Mo 04.07.22 | 19:09 Uhr | Sebastian Schöbel
Die Zahlen sind drastisch: Seit Einführung des Neun-Euro-Tickets Anfang Juni sind zehn Mal weniger Menschen ohne Ticket im Berliner Nahverkehr erwischt worden als im Vorjahreszeitraum. Die Linke will das Angebot auch deswegen verlängern.
Die Zahl der Fahrgäste, die ohne Ticket im Berliner Nahverkehr erwischt wurden, ist seit Einführung des Neun-Euro-Tickets stark gesunken. Das geht aus einer noch unveröffentlichten parlamentarischen Anfrage der Linken hervor, die dem rbb exklusiv vorliegt.
Demnach hatten zwischen dem 1. und dem 24. Juni bei rund 300.000 Kontrollen in S-Bahnen etwas mehr als 2.100 Fahrgäste kein gültiges Ticket. Vor genau einem Jahr, im Juni 2021, lag die Zahl mehr als zehn Mal so hoch bei knapp 23.000. Ähnlich sieht es bei der BVG aus: Demnach wurden zwischen dem 1. und 26. Juni bei rund 442.000 Kontrollen rund 5.350 Menschen ohne Fahrschein erwischt. Im gleichen Zeitraum vor einem Jahr waren es gut 27.000. Im vergangenen Jahr zählten S-Bahn und BVG im Schnitt monatlich rund 50.000 Personen ohne Fahrschein.

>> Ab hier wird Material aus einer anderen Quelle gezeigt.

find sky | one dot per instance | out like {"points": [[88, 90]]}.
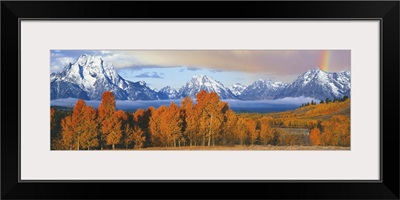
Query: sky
{"points": [[159, 68]]}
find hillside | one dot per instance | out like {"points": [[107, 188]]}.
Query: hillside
{"points": [[320, 111]]}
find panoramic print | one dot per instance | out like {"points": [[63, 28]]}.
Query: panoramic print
{"points": [[200, 100]]}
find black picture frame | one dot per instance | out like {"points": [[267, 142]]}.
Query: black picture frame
{"points": [[386, 11]]}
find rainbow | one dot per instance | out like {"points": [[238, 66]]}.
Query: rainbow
{"points": [[325, 60]]}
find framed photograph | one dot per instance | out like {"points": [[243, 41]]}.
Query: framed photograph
{"points": [[115, 96]]}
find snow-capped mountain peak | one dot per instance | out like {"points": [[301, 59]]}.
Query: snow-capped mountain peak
{"points": [[90, 76], [318, 84]]}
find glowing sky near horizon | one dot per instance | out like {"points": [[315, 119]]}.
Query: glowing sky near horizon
{"points": [[159, 68]]}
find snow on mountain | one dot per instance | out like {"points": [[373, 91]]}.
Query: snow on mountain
{"points": [[318, 84], [89, 77], [169, 92], [237, 88], [261, 90], [203, 82]]}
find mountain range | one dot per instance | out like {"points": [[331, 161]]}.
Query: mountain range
{"points": [[90, 76]]}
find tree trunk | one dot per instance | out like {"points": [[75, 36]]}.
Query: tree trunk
{"points": [[209, 131]]}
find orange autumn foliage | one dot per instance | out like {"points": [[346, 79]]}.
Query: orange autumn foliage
{"points": [[315, 136]]}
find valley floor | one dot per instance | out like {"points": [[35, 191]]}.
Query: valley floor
{"points": [[252, 148]]}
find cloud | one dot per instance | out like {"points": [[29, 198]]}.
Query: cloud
{"points": [[149, 75]]}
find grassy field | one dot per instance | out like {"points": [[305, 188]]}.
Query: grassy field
{"points": [[252, 148]]}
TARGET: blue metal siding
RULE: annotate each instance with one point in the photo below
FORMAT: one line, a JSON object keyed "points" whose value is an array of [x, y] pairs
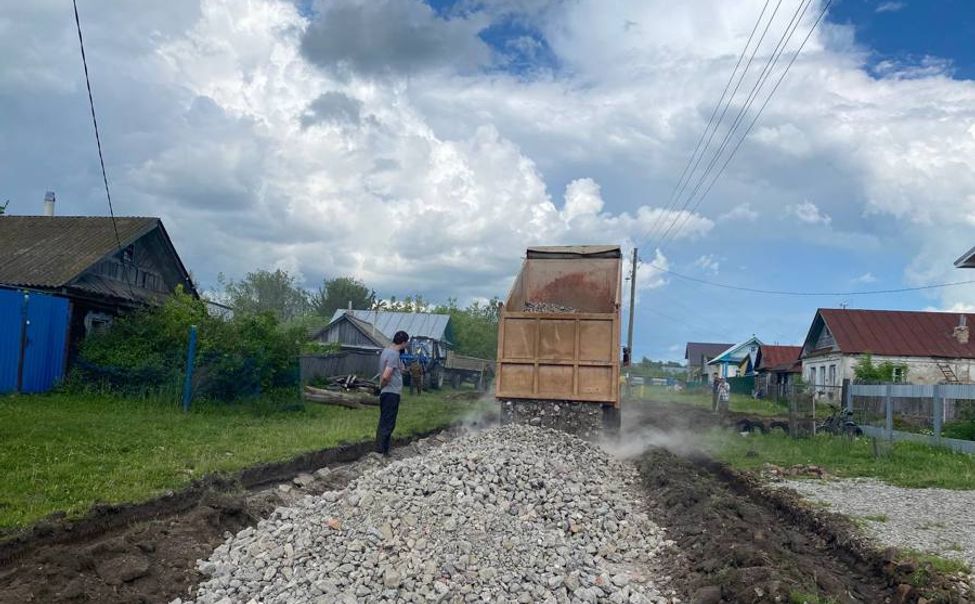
{"points": [[11, 322], [47, 332]]}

Linke sieht „enormen sozialen Erfolg“
Das Neun-Euro-Ticket sei damit „auch ein enormer sozialer und rechtspolitischer Erfolg“, sagte der rechtspolitische Sprecher der Linken, Sebastian Schlüsselburg, der die Anfrage gestellt hatte. Nun müssten auch weniger Menschen ins Gefängnis, weil sie die fürs Fahren ohne Ticket verhängten Gebühren und Geldstrafen nicht bezahlen könnten. „Das Neun-Euro-Ticket muss fortgesetzt werden und das Erschleichen von Beförderungsleistungen aus dem Strafgesetzbuch gestrichen werden“, so Schlüsselburg.

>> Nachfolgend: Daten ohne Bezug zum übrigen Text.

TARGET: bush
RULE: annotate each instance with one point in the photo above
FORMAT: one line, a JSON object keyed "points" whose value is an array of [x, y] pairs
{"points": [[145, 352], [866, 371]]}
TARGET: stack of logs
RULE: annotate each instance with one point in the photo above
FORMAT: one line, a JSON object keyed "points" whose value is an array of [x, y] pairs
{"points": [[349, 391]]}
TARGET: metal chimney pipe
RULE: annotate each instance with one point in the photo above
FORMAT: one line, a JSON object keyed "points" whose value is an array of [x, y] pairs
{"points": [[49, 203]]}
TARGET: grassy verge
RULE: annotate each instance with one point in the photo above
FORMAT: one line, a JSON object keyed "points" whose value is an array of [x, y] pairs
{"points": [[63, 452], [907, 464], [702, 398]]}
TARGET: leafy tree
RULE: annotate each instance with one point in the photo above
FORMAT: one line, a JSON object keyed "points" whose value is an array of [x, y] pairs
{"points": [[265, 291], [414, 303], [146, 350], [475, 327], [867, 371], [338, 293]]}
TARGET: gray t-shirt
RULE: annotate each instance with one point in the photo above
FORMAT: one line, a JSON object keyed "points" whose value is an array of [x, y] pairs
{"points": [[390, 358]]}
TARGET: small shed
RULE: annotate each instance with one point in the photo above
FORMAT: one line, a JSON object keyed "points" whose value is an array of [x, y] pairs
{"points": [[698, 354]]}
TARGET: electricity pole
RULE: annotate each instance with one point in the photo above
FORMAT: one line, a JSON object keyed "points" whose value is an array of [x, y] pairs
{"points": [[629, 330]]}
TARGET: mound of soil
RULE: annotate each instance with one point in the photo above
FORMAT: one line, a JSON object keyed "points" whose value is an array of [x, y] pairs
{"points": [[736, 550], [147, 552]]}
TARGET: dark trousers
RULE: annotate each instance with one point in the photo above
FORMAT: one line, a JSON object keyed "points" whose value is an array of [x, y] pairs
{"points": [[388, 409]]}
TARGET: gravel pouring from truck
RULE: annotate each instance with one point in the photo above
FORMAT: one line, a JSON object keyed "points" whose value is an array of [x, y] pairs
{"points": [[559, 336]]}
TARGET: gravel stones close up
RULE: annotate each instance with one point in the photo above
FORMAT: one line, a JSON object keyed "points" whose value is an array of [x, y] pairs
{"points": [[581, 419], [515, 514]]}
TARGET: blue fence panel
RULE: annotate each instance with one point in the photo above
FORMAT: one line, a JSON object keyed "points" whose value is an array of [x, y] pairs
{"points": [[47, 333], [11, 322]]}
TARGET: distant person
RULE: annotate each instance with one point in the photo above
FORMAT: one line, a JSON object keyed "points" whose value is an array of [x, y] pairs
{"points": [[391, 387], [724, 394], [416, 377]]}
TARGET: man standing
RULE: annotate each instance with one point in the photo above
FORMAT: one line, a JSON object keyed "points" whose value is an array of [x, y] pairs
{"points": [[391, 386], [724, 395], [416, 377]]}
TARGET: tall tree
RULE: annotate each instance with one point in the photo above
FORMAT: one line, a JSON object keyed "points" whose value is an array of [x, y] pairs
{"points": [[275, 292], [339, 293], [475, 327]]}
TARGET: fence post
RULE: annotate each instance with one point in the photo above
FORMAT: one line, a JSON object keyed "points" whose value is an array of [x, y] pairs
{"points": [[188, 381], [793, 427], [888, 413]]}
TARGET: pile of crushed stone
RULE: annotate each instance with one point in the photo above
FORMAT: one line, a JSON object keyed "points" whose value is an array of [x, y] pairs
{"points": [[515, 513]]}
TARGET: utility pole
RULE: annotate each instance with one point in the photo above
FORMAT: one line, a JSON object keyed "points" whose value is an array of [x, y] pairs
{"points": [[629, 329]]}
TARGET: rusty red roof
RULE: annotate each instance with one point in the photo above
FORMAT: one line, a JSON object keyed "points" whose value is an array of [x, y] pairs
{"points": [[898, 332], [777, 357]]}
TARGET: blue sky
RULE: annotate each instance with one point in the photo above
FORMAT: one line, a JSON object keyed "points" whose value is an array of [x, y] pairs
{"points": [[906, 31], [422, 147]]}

Fahren ohne Ticket entkriminalisieren?
Die Linken fordern schon länger, dass Fahren ohne Ticket entkriminalisiert wird. Aus ihrer Sicht ist die Ersatzfreiheitsstrafe bei nicht bezahlten ÖPNV-Tickets nicht angemessen, trifft vor allem sozial benachteiligte Menschen und ist außerdem zu teuer. Laut Justizverwaltung kostete ein Häftling das Land Berlin im Jahr 2021 durchschnittlich 216 Euro am Tag. Die Länder Berlin und Bremen waren zuletzt allerdings auf Bundesebene mit dem Vorstoß gescheitert, das Fahren ohne Ticket zu entkriminalisieren.
Bund will Strafen fürs Fahren ohne Ticket überprüfen
Immerhin: Die Ampel-Koalition im Bund hat sich vorgenommen, die Sinnhaftigkeit von Ersatzfreiheitsstrafen zu überprüfen. Zuletzt hatte Bundesjustizminister Marco Buschmann (FDP) angekündigt, die Entkriminalisierung des Fahrens ohne Ticket zu erwägen.

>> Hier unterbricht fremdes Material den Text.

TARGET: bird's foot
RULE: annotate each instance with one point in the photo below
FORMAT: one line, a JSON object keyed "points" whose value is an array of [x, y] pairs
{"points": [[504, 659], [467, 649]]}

Die Berliner S-Bahn hat 2021 11.319 Strafanzeigen wegen „Erschleichens von Leistungen“ – also Fahren ohne Ticket – gestellt; bei der BVG waren es 3.235 – wobei die BVG Strafanzeige erst stellt, wenn jemand innerhalb von zwei Jahren dreimal ohne gültigen Fahrausweis erwischt wurde.